By Tony Ward, Director, StatCore
That makes sense. The role of an actuary requires creative thinking, problem formulation, communication skills, judgement, a moral code and domain knowledge. All which are hard to automate. Don’t get too comfortable though….
Will a data scientist take my job in the next two decades?
Almost certainly – and probably much sooner than expected in areas where predictive modelling is the dominant skill e.g. personal lines pricing and marketing. The shift towards data science has been recognised in the US with the Casualty Actuarial Society (CAS) introducing a speciality credential in data science. The transition is also underway in the UK with several insurers starting up specialist “data science” teams. Machine learning – a trademark skill of a data scientist will soon become the preferred method of building predictive models. Point and click Generalised Linear Modelling (GLM) – the current industry standard – will become the “old way of doing things”.
Hang on, aren’t actuaries the data scientists of the insurance world?
In 2012 the Harvard Business Review declared the Data Scientist role as “The sexiest job of the 21st Century”. Since then the job market for these professionals has gone through the roof, as businesses clamour to hire these rare “Unicorns” that promise to turn their big data into big profits.
It is therefore no surprise that many professionals have chosen to rebrand themselves as Data Scientists. So what is a data scientist? At times it feels there are more people writing about data science than actually doing data science, so I won’t go too deeply into definitions and semantics here. My personal view is that calling yourself a Data Scientist is a statement and to back up that statement requires expertise in the following areas.

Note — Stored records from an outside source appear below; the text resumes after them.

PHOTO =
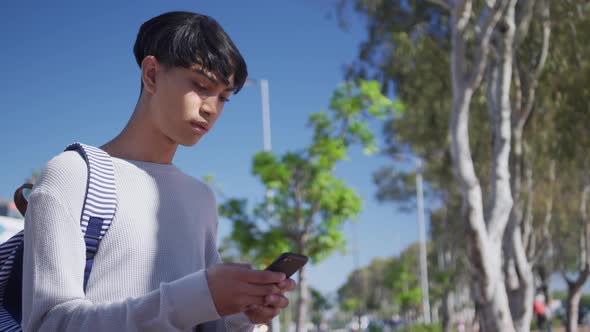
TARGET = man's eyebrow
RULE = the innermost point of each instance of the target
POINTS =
(207, 74)
(211, 77)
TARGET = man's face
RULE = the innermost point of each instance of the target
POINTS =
(187, 102)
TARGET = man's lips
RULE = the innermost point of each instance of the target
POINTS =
(200, 125)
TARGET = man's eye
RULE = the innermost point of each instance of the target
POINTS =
(200, 87)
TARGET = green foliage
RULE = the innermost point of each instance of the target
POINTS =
(385, 287)
(309, 205)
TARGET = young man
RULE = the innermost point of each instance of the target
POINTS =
(157, 268)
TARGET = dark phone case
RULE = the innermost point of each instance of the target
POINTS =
(288, 263)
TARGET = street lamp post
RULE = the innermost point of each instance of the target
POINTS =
(422, 234)
(275, 323)
(265, 110)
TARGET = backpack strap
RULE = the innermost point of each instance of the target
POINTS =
(100, 200)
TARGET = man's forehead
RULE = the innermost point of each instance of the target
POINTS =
(211, 75)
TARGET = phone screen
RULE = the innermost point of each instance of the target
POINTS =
(288, 263)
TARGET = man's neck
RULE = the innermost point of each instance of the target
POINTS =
(141, 140)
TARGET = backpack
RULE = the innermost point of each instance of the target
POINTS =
(98, 211)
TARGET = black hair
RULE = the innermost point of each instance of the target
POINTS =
(183, 39)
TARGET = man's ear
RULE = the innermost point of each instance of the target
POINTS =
(149, 70)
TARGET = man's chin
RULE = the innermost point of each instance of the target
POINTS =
(190, 142)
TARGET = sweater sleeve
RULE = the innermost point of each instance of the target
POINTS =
(233, 323)
(53, 273)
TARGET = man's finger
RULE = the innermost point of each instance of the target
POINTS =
(287, 285)
(266, 313)
(260, 289)
(263, 277)
(276, 301)
(247, 300)
(242, 265)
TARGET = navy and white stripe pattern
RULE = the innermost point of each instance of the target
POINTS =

Unstructured data – the ability to handle unstructured data such as text, images, audio and even video data is the hallmark of a data scientist. There are companies out there that will match your customer base to a social media account and provide a real time stream of tweets and Facebook posts. Do you feel confident working with this this type of unstructured data? Could you test its predictive power in your risk pricing models?

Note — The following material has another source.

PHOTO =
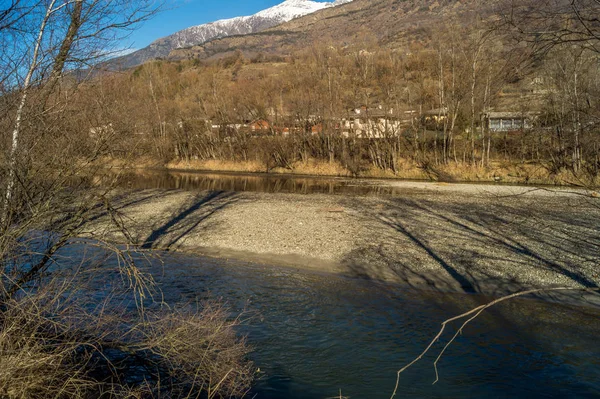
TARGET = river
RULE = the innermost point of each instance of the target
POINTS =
(314, 335)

Machine learning – Machine learning represents a cultural shift in the way predictive models are built. Statistical modelling is the traditional approach to building predictive models and requires the user to decide on a final model having performed some form of test on each variable. This is a manual process and therefore does not scale to wide datasets with many predictors. In machine learning the decision to include/exclude a variable is taken care of automatically, which allows us to simultaneously consider thousands of predictors.
Cloud Computing - Cloud computing enables on-demand access to very powerful machines, which is especially useful when doing machine learning. Understanding just what size of kit you need and how to make the most of it is a skill in itself. Having access to a machine with several cores allows you to run tasks in parallel rather than sequentially leading to faster run times. K-fold cross validation and the Random Forest algorithm are examples of embarrassingly parallel tasks which can be speeded up by using multiple cores. Simply put, unless your Organisation decides to move to the cloud or invests heavily in expensive kit you should get used to looking at that egg timer!
Algorithmic Pricing
In October 2014, I took a three months’ career break to study Machine Learning at Stanford University. With a Master’s Degree in Statistics I already had a decent understanding of traditional linear modelling techniques, but I wanted to see what the next generation of predictive modelling techniques was all about. Ultimately I wanted to develop a framework for building pricing models that was more accurate and quicker to build than the current industry standard whilst still being easy to explain and implement on production systems.
I quickly discovered it was pretty easy to beat a GLM model in terms of accuracy by using either a Gradient Boosted Machine (GBM) or a Deep Learning Network. These methods sacrifice interpretability for an improvement in predictive performance, which in some situations is a good trade-off. For example no one really cares why a spam filter works, so long as it works. More importantly these methods lack a quick route to market for insurance companies, since putting them into production is not a straightforward task.
Penalised Regression on the other hand retains the model form of a traditional GLM but uses regularisation to select which variables appear in the model automatically. Penalised Regression on its own is not enough to replace traditional GLM, as we still need to handle non- linear relationships and interactions intelligently. Our proprietary new framework “Algorithmic Pricing” does exactly that by supplementing Penalised Regression with 3 other learning algorithms. Which ones did I use? Well I can’t give away all my secrets!